As incertezas fiscais adicionam outra camada de complexidade. O equilíbrio das contas públicas é monitorado de perto pelo mercado, pois desequilíbrios persistentes podem pressionar a inflação, limitar o espaço para corte de juros e deteriorar a percepção de risco-país — uma medida síntese do quanto os investidores exigem de prêmio extra para aplicar recursos em um determinado país. Quando o risco-país sobe, os ativos domésticos, incluindo as ações, tendem a ser penalizados. No horizonte político, o calendário eleitoral, ainda que distante, já começa a influenciar o posicionamento de investidores que antecipam cenários e ajustam portfólios com antecedência.
O agravamento do cenário geopolítico global completa o quadro. Em momentos de instabilidade internacional — sejam conflitos armados, tensões comerciais ou incertezas em grandes economias —, investidores tendem a migrar para ativos considerados mais seguros, como títulos do governo norte-americano ou o dólar. Esse comportamento, chamado de voo para a qualidade, penaliza mercados emergentes como o Brasil de maneira desproporcional, independentemente dos fundamentos locais.

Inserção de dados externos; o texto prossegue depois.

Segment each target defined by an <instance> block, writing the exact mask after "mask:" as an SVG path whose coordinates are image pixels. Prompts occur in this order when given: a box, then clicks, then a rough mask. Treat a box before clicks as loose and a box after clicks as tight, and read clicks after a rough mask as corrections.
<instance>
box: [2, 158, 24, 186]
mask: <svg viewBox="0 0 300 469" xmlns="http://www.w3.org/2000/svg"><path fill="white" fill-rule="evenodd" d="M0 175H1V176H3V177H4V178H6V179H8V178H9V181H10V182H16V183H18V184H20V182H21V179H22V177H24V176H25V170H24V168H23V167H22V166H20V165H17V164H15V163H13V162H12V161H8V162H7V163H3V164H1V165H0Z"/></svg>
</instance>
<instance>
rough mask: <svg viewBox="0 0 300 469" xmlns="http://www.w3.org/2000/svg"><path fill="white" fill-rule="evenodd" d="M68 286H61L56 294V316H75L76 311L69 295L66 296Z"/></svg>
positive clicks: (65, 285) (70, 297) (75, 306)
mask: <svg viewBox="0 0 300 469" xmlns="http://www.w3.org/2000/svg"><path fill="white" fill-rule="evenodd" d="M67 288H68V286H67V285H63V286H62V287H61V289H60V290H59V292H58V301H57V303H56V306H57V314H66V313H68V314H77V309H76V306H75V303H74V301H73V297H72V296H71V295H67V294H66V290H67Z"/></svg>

Os perdedores imediatos desse ciclo são os investidores com posições compradas em ações brasileiras, em especial aqueles que entraram no mercado durante o período de euforia e agora veem seus ganhos se evaporar. Empresas listadas em bolsa também sofrem, pois uma queda acentuada do índice encarece o custo de captar recursos via emissão de ações. Por outro lado, quem manteve posições em renda fixa ou em ativos dolarizados pode estar se beneficiando do cenário, já que a saída de estrangeiros costuma pressionar também a taxa de câmbio.
O que esperar adiante? Reversões de tendência em bolsas de valores dependem de mudanças nas variáveis que as desencadearam. Uma sinalização mais clara sobre o ritmo de queda dos juros, uma melhora no quadro fiscal ou uma redução das tensões geopolíticas externas poderiam recompor o apetite pelo mercado acionário brasileiro. Historicamente, períodos de saída intensa de capital estrangeiro são seguidos por janelas de oportunidade para investidores com horizonte de longo prazo — mas o timing desse retorno é, por definição, incerto. O comportamento da bolsa nas próximas sessões será um indicador importante sobre se o mercado já precificou os riscos ou se há espaço para novas correções.